The abbey was the home during the first half of the 13th century of the monk and chronicler Richer of Senones. He started to write his Gesta Senoniensis ecclesiae shortly after 1254 and continued his account up to 1264.

The reform of the Congregation of St. Vanne was introduced in 1618.

Dom Antoine Calmet, famed for his extensive commentaries on the Bible, and author of other works including a history of Lorraine, was elected abbot in 1729. (He also left a history of the abbey in manuscript). Voltaire was an admirer of the abbot, and stayed at Senones Abbey in 1754. Dom Calmet assembled a library of 15,000 volumes, and rebuilt the entire complex.

On 2 March 1793 the Principality of Salm was incorporated into the newly formed department of Vosges and at that time the abbey was dissolved.

==Buildings==
The abbey's assets were sold off as national property.
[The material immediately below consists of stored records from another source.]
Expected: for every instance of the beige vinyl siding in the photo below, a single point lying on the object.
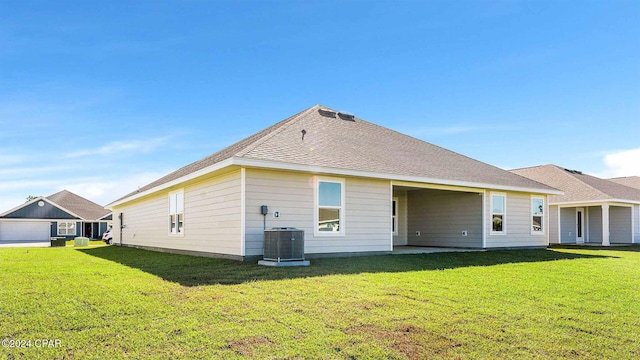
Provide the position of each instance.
(212, 218)
(441, 217)
(594, 223)
(367, 220)
(554, 237)
(620, 229)
(518, 223)
(401, 216)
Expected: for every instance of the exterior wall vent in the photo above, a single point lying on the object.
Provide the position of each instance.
(327, 113)
(284, 244)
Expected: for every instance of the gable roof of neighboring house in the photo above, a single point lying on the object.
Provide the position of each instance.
(579, 187)
(631, 181)
(61, 205)
(86, 209)
(323, 140)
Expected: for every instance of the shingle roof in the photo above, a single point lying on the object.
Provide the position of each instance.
(577, 186)
(80, 206)
(631, 181)
(334, 140)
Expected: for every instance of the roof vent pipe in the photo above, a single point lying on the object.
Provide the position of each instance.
(327, 113)
(348, 117)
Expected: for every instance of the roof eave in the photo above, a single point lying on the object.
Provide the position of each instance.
(246, 162)
(377, 175)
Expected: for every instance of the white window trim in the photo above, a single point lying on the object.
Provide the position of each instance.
(544, 215)
(316, 212)
(75, 226)
(394, 219)
(504, 214)
(181, 234)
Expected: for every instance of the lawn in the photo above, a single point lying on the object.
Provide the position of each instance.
(110, 302)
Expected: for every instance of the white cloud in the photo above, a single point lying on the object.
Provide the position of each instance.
(147, 145)
(10, 159)
(622, 163)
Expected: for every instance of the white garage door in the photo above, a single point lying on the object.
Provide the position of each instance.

The buildings were bought by local industrialists who used them for textile works, which is what they remained until 1993, when they were acquired for preservation.

The buildings on the site today are all from the 18th century rebuilding under Dom Calmet, except for (a) the church, a 19th-century reconstruction apart from its bell tower, which is the only structure on the whole site remaining from the 12th century, and (b) the individual houses to the north, also 19th century, which stand on the sites of the old mill and a farm building.

The abbey has been listed as a Monument historique by the French Ministry of Culture since 1983.